# viewsonic pjd6211



## Hunter4u (Aug 24, 2010)

anybody had dealings with these?

http://www.viewsonic.com/products/pjd6211.htm

it does 4:3 and 16:9 - 3D capable, 120 mhz..

I ordered one, 449.99 from CompUSA with a free screen or free screen and mount. It has a great picture thus far, but I think I may be able to use hdmi on it as well. it does not have any showo=ing on the back of the unit but seems like you can feel the places for networking and hdmi like its there but covered with a semi thinck plastic... anyone else used one of these or can confirm that there is a actual networking and hdmi connections on theses under the "cover"


----------



## TypeA (Aug 14, 2010)

The same cases may be used for different models that DO offer those connections that your model lacks, theres no hidden connections under that case


----------



## Alan Brown (Jun 7, 2006)

Hunter4u said:


> anybody had dealings with these?
> 
> http://www.viewsonic.com/products/pjd6211.htm
> 
> ...


Low cost projectors lack certain features to cut costs. There may be locations that accommodate the inclusion of the inputs you desire in the case, but according to the features and specifications listed by the manufacturer at the link you provided, they were excluded from your model. This is not a home theater projector. It was designed primarily for power point presentations and displaying 4:3 aspect ratio, XGA resolution, computer images, in room lighting not conducive for video imaging.

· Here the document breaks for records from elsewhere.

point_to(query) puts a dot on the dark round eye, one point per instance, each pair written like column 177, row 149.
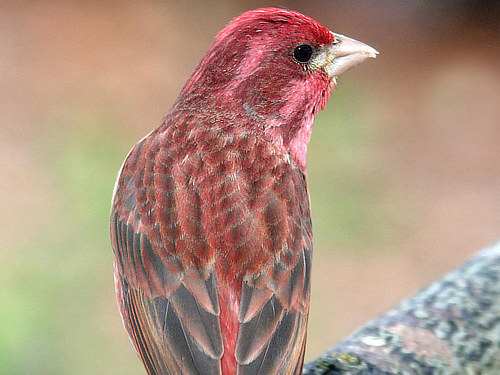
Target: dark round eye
column 303, row 53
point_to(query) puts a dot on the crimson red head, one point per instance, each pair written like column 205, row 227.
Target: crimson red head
column 273, row 67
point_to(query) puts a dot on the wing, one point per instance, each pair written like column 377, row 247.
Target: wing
column 173, row 206
column 168, row 302
column 274, row 302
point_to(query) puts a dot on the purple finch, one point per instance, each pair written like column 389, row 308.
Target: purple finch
column 210, row 218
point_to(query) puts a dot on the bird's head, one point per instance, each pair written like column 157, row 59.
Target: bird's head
column 276, row 69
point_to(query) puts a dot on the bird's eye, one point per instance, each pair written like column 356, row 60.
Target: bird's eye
column 303, row 53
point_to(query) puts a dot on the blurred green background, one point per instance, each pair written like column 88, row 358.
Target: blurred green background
column 404, row 164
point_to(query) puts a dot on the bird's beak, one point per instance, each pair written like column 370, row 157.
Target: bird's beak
column 344, row 53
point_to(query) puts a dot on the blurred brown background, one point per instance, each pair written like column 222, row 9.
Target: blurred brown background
column 404, row 164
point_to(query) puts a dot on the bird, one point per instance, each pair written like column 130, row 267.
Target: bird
column 210, row 219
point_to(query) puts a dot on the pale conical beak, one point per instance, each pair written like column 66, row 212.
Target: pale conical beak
column 346, row 53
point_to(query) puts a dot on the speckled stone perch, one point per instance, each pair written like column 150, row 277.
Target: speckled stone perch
column 450, row 327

If you acquired this unit for a home theater, it will not do justice to high quality video programs. "Great" is not an appropriate term in a home theater context. Perhaps you can get by with it until you can afford a display that was designed for home theater use. Or, you could send it back, and spend more on a projector that suits your intended purpose for such a device.

Best regards and beautiful pictures,
Alan Brown, President
CinemaQuest, Inc.
A Lion AV Consultants Affiliate

"Advancing the art and science of electronic imaging"


----------



## Hunter4u (Aug 24, 2010)

This is a projector I bought for work, so it is fine for that. I was curious of the ports as I would buy one for home if they where there. No biggy, was just going to see if the hdmi was there as you can use a long cable for that and project ballgames on the side of the house outside for some kick - butt football parties!


----------